Politica israeliana
da Ben Gurion al Likud un obiettivo comune: la pace
Testata:
Data: 09/12/2003
Pagina: 7
Autore: un giornalista
Titolo: Anche Israele parla di successione. Olmert vira a sinistra
Alcune considerazioni relative alla politica interna israeliana in un articolo pubblicato sul Riformista di martedì 9 dicembre 2003.

Gerusalemme. Ehud Olmert, numero due del premier Ariel Sharon, tutto ha fatto nella sua vita meno che spacciarsi per una colomba: quand’era sindaco di Gerusalemme è stato l’artefice dell’enorme espansione a est della città, crescita che oggi rappresenta uno dei principali ostacoli alla divisione della sovranità tra israeliani e palestinesi; e, approdato al governo nazionale, ha sempre dato voce all’ala più intransigente del Likud, il suo partito. La politica però è l’arte del possibile, e Olmert –che chi lo conosce descrive come scaltro e smaliziato- ha deciso che il ruolo del falco non gli si addice più. Così a sorpresa, ha tirato fuori dalla giacca un vecchio discorso del padre socialista della Patria, David Ben Gurion, e lo ha fatto proprio. Poi ha rilanciato sostenendo che Israele deve separarsi dai palestinesi anche a costo di tracciare unilateralmente un confine e di ritirarsi.

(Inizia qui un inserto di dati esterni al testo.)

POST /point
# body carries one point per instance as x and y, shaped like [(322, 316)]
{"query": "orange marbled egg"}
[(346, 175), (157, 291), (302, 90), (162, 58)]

Quello che Olmert ha deciso di citare non è un discorso qualunque, ma quello con cui il fondatore dello stato –più di mezzo secolo fa- avvertiva che Israele doveva scegliere: se ambire ad annetter tutta la terra biblica, e condannarsi a comandare su una popolazione composta in maggioranza da non ebrei, o se rinunciare a una parte della terra per salvaguardare la propria ebraicità e la propria natura democratica. Ben Gurion non aveva dubbi, la strada da percorrere era la seconda, ma molti in questi anni hanno pensato il contrario (o perlomeno che Israele dovesse cercare di espandersi il più possibile e porsi solo successivamente il problema del rapporto con la popolazione araba). E tra questi c’era Olmert. Non a caso la sua svolta ha suscitato scalpore e un intenso dibattito. E, anche, qualche rinnovata speranza.
Gli analisti, tuttavia, non si stupiscono più di tanto. Perché in Israele stanno succedendo in questi mesi due cose: innanzitutto, la popolazione comincia a dubitare della bontà della politica aggressivaa del governo, che finora non ha dato alcun risultato; e di conseguenza, comincia a dubitare della capacità di guida di Ariel Sharon, le cui quotazioni sono al ribasso. In quella che appare come una delle prime e più significative mosse della prossima guerra di successione, Olmert ha deciso così di provare ad occupare il fianco sinistro del Likud, quello di chi pacifista non è ma capisce che forza e dialogo sono elementi che vanno miscelati con cautela. Anche perché il fronte opposto, quello dei duri e puri schierati sempre e comunque in difesa dei coloni, è già solidamente presidiato dall’ex premier Benyamin Netanyahu.
A provocare questo sommovimento non è solo la debolezza personale di Sharon,. È anche lo stato comatoso del partito laburista che –malconcio per le ultime batoste elettorali e dilaniato dalle guerre intestine- non sembra minimamente in grado di cavalcare il malcontento. Se il futuro sarà comunque targato Likud, dunque, è dentro al Likud che dovrà aprirsi il dibattito sui destini del paese. L’uscita "pacifista" di Olmert non è che la prima di una serie di sterzate che –è facile prevederlo- sarà molto lunga.